Lupita, al notar el humor de Miguel, se acercó y le plantó un beso en la mejilla. Él la apartó con un gesto brusco.
—¡No me mojes, mensa! —dijo, con una media sonrisa que no alcanzaba sus ojos.
Ella rió y giró hacia Adam, con un brillo juguetón.
—¡Qué onda, pequeño! —dijo, quitándose la chamarra y arrojándola al sofá.
Un silencio incómodo se instaló. Adam sentía una punzada de inquietud. Desde aquella noche de risas y cervezas, cuando Lupita lo había besado en un impulso juguetón, no había vuelto a encontrar la misma naturalidad con ella. Su presencia lo agitaba, una mezcla de fascinación y temor ante su desenfado.

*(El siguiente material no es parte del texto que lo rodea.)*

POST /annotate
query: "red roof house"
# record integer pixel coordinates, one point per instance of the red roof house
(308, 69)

La veía con ojos inquietos, recordando el calor de su risa, el roce de sus labios, pero también la incomodidad de saber que pertenecía a Miguel. Este, por su parte, seguía absorto, con la mente en sus exámenes, incapaz de salir de su mal humor. Lupita, al notar el ambiente tenso, frunció el ceño.
—Vaya, parece que llegué en mal momento —dijo, cruzándose de brazos—. ¡No dejé todo lo que tenía que hacer para verlos con cara de funeral!
Miguel suspiró, se puso de pie y tomó su chamarra.
—Tú siempre llegas a buena hora, Lupita, ya lo sabes. Pero hoy tengo que salir, ando contra el tiempo.
—¿Te vas? ¿Y yo qué? ¡No pienso salir con este aguacero! —protestó ella, señalando la ventana donde la lluvia caía en cortinas.
—Quédate aquí, pues —dijo Miguel, encogiéndose de hombros—. No hay bronca.
—¿Y qué hago? ¿Me pongo a dormir? Mejor llévame contigo —insistió Lupita.
—No se puede, de veras —respondió él, con un dejo de exasperación—. Quédate. Adam te hace compañía, ¿verdad?